In the present specification, each embodiment is described in a progressive manner, and each embodiment is mainly described in a different point from other embodiments, and identical and similar parts between the embodiments are all enough to refer to each other. For the system disclosed in the embodiment, since it corresponds to the method disclosed in the embodiment, the description is relatively simple, and the relevant points refer to the description of the method section.
The elements and method steps of the examples described in connection with the embodiments disclosed herein may be embodied in electronic hardware, computer software, or a combination thereof, and the elements and steps of the examples have been generally described in terms of functionality in the foregoing description to clearly illustrate the interchangeability of hardware and software. Whether such functionality is implemented as hardware or software depends upon the particular application and design constraints imposed on the solution. Those of ordinary skill in the art may implement the described functionality using different methods for each particular application, but such implementation is not considered to be beyond the scope of the present invention.
Those of ordinary skill in the art will appreciate that all or a portion of the steps in the above methods may be performed by a program that instructs associated hardware, and that the program may be stored on a computer readable storage medium, such as: read-only memory, magnetic or optical disk, etc. Alternatively, all or part of the steps of the above embodiments may be implemented using one or more integrated circuits, and accordingly, each module/unit in the above embodiments may be implemented in hardware or may be implemented in a software functional module. The present invention is not limited to any specific form of combination of hardware and software.

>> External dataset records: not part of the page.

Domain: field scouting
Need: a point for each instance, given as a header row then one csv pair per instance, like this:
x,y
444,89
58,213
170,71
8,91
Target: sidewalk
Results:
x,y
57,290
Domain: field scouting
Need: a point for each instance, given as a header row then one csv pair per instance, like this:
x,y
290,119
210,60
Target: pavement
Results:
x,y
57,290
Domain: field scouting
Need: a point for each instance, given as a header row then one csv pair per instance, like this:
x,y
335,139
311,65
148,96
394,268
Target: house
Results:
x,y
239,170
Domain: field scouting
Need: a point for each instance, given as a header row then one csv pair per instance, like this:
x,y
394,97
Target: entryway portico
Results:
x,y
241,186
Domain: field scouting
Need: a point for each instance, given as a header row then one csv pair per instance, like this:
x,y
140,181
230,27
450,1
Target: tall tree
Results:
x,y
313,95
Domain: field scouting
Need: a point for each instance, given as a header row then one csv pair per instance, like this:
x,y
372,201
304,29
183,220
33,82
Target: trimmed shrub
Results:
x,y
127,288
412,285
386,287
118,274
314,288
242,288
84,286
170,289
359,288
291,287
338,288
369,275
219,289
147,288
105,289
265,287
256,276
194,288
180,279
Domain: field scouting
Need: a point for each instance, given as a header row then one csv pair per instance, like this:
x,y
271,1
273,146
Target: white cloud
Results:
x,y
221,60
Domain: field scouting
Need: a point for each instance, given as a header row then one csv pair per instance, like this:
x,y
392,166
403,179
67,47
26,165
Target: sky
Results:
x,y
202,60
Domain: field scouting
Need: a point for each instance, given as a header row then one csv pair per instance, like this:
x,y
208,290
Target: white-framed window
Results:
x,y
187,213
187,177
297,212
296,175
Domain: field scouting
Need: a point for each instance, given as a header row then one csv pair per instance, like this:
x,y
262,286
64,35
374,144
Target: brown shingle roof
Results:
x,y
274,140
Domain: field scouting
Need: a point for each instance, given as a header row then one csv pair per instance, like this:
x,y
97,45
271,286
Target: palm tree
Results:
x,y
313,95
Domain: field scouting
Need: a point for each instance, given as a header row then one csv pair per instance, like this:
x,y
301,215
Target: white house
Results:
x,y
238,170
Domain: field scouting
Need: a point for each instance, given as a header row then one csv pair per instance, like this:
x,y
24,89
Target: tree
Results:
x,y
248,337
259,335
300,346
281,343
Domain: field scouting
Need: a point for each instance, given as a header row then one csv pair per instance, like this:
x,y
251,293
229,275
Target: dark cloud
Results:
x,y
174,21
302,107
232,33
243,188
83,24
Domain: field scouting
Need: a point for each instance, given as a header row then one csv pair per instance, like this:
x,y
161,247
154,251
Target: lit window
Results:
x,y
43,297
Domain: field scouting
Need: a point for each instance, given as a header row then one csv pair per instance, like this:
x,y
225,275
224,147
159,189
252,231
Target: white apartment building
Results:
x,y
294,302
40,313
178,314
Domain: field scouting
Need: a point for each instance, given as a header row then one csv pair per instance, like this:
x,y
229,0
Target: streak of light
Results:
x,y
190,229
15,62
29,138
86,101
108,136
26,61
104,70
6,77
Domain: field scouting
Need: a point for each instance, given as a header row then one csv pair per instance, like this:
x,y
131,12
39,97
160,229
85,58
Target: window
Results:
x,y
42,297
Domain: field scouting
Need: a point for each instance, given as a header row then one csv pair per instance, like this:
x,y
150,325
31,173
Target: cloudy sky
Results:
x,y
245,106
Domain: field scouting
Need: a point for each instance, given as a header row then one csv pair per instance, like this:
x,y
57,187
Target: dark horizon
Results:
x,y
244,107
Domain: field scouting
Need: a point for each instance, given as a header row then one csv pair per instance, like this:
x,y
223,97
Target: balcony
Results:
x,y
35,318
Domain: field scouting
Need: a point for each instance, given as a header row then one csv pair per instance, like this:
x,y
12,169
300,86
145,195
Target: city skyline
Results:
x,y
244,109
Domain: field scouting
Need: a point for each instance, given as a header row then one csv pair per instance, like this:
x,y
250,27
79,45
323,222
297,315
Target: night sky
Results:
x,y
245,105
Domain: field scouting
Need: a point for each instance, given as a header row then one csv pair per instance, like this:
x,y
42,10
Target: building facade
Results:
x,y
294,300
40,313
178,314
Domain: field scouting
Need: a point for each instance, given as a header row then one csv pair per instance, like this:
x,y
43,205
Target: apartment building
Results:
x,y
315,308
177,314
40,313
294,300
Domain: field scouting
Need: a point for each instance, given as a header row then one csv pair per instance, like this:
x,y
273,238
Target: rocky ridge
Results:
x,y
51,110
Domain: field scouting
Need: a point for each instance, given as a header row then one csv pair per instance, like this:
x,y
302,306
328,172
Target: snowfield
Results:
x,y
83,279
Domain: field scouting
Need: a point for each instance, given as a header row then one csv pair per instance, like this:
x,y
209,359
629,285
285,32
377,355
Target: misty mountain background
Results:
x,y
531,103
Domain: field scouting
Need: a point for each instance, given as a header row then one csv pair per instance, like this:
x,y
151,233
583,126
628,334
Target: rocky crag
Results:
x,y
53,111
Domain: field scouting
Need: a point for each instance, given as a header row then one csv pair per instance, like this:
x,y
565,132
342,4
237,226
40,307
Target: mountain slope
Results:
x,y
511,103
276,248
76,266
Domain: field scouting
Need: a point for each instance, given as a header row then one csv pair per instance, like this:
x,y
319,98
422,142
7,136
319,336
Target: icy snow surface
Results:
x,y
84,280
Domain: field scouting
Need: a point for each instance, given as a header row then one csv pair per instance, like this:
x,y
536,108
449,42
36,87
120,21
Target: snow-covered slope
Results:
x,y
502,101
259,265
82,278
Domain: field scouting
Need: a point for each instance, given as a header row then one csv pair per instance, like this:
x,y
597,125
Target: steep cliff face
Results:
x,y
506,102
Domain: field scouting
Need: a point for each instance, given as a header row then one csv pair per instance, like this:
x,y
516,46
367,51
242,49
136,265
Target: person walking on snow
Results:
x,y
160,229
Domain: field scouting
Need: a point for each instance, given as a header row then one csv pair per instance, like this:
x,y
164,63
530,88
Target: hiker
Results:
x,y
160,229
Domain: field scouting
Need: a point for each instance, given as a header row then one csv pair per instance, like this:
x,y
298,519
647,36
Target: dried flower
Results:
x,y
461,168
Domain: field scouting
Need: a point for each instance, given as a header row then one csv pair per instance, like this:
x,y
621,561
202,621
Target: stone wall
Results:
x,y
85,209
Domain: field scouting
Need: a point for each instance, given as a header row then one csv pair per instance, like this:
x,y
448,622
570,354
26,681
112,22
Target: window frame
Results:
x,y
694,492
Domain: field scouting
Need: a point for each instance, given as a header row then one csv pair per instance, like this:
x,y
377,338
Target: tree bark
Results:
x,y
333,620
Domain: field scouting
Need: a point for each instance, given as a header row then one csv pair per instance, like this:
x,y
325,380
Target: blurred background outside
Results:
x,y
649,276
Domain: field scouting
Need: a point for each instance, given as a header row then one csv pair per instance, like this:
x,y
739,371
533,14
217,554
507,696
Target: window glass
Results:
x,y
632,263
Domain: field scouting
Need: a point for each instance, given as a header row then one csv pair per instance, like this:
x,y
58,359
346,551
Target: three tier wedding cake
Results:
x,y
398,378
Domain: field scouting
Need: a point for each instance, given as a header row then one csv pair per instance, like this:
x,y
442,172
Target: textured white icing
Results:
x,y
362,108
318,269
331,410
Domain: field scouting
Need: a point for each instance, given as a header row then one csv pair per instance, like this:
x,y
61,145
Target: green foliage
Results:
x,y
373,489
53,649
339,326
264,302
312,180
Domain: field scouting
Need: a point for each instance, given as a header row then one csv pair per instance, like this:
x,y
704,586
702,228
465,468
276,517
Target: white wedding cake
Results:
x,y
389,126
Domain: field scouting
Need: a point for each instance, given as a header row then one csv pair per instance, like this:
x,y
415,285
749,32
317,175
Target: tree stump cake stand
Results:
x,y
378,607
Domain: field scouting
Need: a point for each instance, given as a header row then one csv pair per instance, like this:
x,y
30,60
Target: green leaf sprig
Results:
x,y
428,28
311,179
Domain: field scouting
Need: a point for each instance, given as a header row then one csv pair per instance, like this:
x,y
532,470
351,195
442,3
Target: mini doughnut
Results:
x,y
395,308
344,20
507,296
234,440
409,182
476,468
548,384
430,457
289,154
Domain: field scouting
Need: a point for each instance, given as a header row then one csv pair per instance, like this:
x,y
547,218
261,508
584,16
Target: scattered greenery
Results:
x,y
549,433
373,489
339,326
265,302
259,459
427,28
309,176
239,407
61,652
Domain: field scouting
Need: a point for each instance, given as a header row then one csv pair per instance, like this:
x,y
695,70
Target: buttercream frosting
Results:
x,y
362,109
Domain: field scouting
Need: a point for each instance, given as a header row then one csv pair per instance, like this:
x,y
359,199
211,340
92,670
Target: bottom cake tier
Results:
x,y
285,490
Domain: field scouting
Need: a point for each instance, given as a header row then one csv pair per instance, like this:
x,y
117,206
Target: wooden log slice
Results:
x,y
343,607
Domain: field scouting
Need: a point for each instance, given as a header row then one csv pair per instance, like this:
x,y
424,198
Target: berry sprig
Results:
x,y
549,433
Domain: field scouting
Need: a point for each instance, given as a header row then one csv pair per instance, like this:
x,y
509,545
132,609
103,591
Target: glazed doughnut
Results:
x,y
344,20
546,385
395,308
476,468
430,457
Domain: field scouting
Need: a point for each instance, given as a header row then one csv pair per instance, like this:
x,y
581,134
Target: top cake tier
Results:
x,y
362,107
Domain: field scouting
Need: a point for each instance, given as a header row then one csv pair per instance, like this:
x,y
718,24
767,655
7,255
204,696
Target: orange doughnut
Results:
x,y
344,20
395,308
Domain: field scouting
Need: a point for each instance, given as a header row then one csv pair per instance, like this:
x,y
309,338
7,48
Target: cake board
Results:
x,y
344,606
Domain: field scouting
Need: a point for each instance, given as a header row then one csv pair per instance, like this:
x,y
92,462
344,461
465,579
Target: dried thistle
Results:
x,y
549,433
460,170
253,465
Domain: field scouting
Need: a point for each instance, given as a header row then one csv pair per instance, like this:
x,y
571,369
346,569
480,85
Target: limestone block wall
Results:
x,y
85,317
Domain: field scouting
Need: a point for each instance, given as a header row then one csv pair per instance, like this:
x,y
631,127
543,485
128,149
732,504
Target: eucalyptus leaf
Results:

Finally, it should be noted that: the above examples are only specific embodiments of the present invention, and are not intended to limit the scope of the present invention, but it should be understood by those skilled in the art that the present invention is not limited thereto, and that the present invention is described in detail with reference to the foregoing examples: any person skilled in the art may modify or easily conceive of the technical solution described in the foregoing embodiments, or perform equivalent substitution of some of the technical features, while remaining within the technical scope of the present disclosure; such modifications, changes or substitutions do not depart from the spirit and scope of the technical solutions of the embodiments of the present invention, and are intended to be included in the scope of the present invention. Therefore, the protection scope of the present invention shall be subject to the protection scope of the claims.

Claims (10)

1. An artificial intelligence image recognition attack resistance method based on gradient average, which is characterized by comprising the following steps:
acquiring a pre-trained image recognition deep neural network model and an original input sample in model pre-training, and setting iteration optimization termination conditions and an iteration optimization target loss function in an attack;
in each iterative optimization, carrying out multiple image transformations on an original input sample and obtaining image samples after multiple image transformations; obtaining model output of a transformed image sample by using a pre-trained model, obtaining cross entropy of the model output and a sample input real label in an original sample set based on a target loss function, solving gradient of the transformed image sample by using cross entropy loss, calculating average value of a plurality of transformed image sample gradients, solving anti-disturbance by using the gradient average value, and adding the anti-disturbance to the original input sample in next round of iterative optimization;
and obtaining a gradient average value under the last iteration round based on the iteration termination condition, and generating a countermeasure sample in the countermeasure attack by using the gradient average value so as to perform the countermeasure attack test on the pre-trained image recognition depth neural network model by using the countermeasure sample.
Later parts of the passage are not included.